It was a June day. Not one of those perfervid June days that simulate the heat of July, and try to show the corn what June can do, but one of Shakespeare’s lovely and temperate days, just warm enough to unfurl the rose petals of the Armstrong rose-trees and ripen the grass flowers in the Beaumonts’ unmowed yard.

The Beaumonts lived in the north end of town, at the terminus of the street-car line. They did not live in the suburbs because they liked space and country air, nor in order to have flowers and a kitchen-garden of their own, like the Armstrongs opposite, but because the rent was lower. The Beaumonts were very poor and very proud. The Armstrongs were neither poor nor proud. Joel Armstrong, the head of the family, owned the comfortable house, with its piazzas and bay-windows, the small stable and the big yard. There was a yard enclosed in poultry-netting, and a pasture for the cow, and the elderly family horse that had picked up so amazingly under the influence of good living and kindness that no one would suspect how cheaply the car company had sold him.

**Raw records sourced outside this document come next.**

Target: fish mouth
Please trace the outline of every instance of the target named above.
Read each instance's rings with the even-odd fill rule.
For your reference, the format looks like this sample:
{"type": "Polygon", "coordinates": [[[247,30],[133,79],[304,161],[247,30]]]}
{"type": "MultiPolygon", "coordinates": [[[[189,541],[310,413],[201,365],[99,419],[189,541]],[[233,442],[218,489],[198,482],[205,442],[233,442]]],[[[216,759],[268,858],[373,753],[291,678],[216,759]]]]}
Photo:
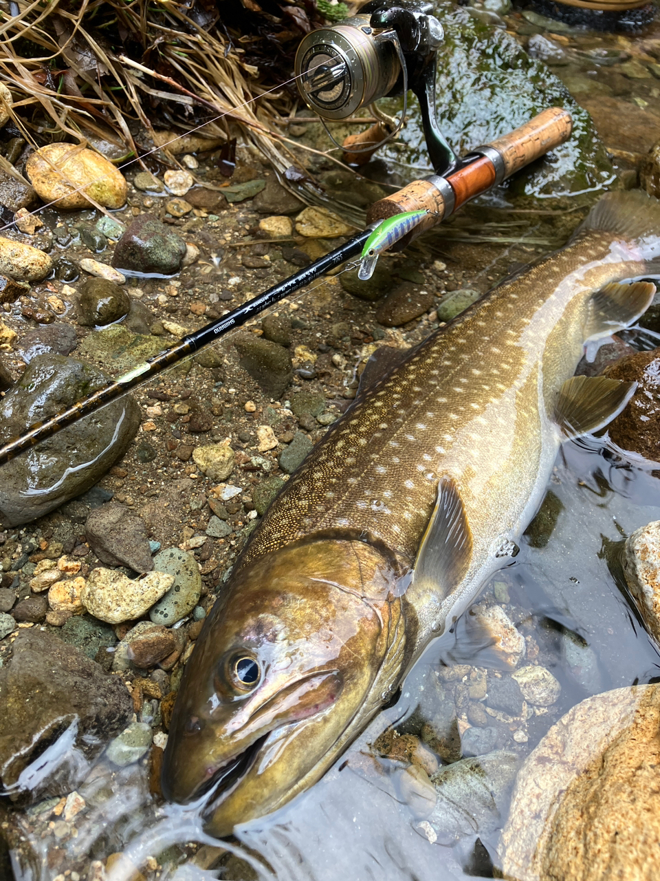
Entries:
{"type": "Polygon", "coordinates": [[[196,797],[206,795],[210,796],[204,807],[202,816],[208,817],[215,811],[234,787],[248,774],[268,739],[268,734],[259,737],[242,752],[238,753],[219,766],[209,768],[207,771],[207,778],[200,784],[195,792],[196,797]]]}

Armstrong was the foreman of a machine-shop. Every morning at half-past six Pauline Beaumont, who rose early, used to see him board the street-car in his foreman’s clothes, which differs from working-men’s clothes, though only in a way visible to the practised observer. He always was smoking a short pipe, and he usually was smiling. Mrs. Armstrong was a comely woman, who had a great reputation in the neighborhood as a cook and a nurse. In the family were three boys—if one can call the oldest a boy, who was a young carpenter, just this very day setting up for master-builder. The second boy was fifteen, and in the high-school, and the youngest was ten. There were no daughters; but for helper Mrs. Armstrong had a stout young Swede, who was occasionally seen by the Beaumonts hiding broken pieces of glass or china in a convenient ravine. The Beaumont house was much smaller than the Armstrongs’, nor was it in such admirable repair and paint; but then, as Henriette Beaumont was used to say, “They had not a carpenter in the family.”

It will be seen that the Beaumonts held themselves very high above the Armstrongs. They could not forget that twenty-five years ago their father had been Lieutenant-Governor, and they had been accounted rich people in the little Western city. Father and fortune had been lost long since. They were poor, obscure, working hard for a livelihood; but they still kept their pride, which only increased as their visible consequence diminished. Nevertheless, Pauline often looked wistfully across at the Armstrongs’ little feasts and fun, and always walked home on their side of the street. Pauline was the youngest and least proud of the Beaumonts.

To-day, as usual, she came down the street, past the neat low fence of the Armstrongs; but instead of passing, merely glancing in at the lawn and the house, she stopped; she leaned her shabby elbows on the gate, where she could easily see the dining-room and sniff the savory odors floating from the kitchen. “Oh, doesn’t it smell good?” she murmured. “Chickens fried, and new potatoes, and a strawberry shortcake. They have such a nice garden.” She caught her breath in a mirthless laugh. “How absurd I am! I feel like staying here and smelling the whole supper! Yesterday they had waffles, and the day before beefsteak—such lovely, hearty things!”

She was a tall girl, too thin for her height, with a pretty carriage and a delicate irregular face, too colorless and tired for beauty, but not for charm. Her skin was fine and clear, and her brown hair very soft. Her gray eyes were alight with interest as she watched the finishing touches given the table, which was spread with a glossy white cloth, and had a bowl of June roses in the centre. Mrs. Armstrong, in a new dimity gown and white apron, was placing a great platter of golden sponge-cake on the board. She looked up and saw Pauline. The girl could invent no better excuse for her scrutiny (which had such an air of prying) than to drop her head as if in faintness—an excuse, indeed, suggested by her own feelings. In a minute Mrs. Armstrong had stepped through the bay-window and was on the other side of the fence, listening with vivid sympathy to Pauline’s shamefaced murmur: “Excuse me, but I feel so ill!”

“It’s a rush of blood to the head,” cried Mrs. Armstrong, all the instincts of a nurse aroused. “Come right in; you mustn’t think of going home. Land! you’ll like as not faint before I can get over to you. Hold on to the fence if you feel things swimming!”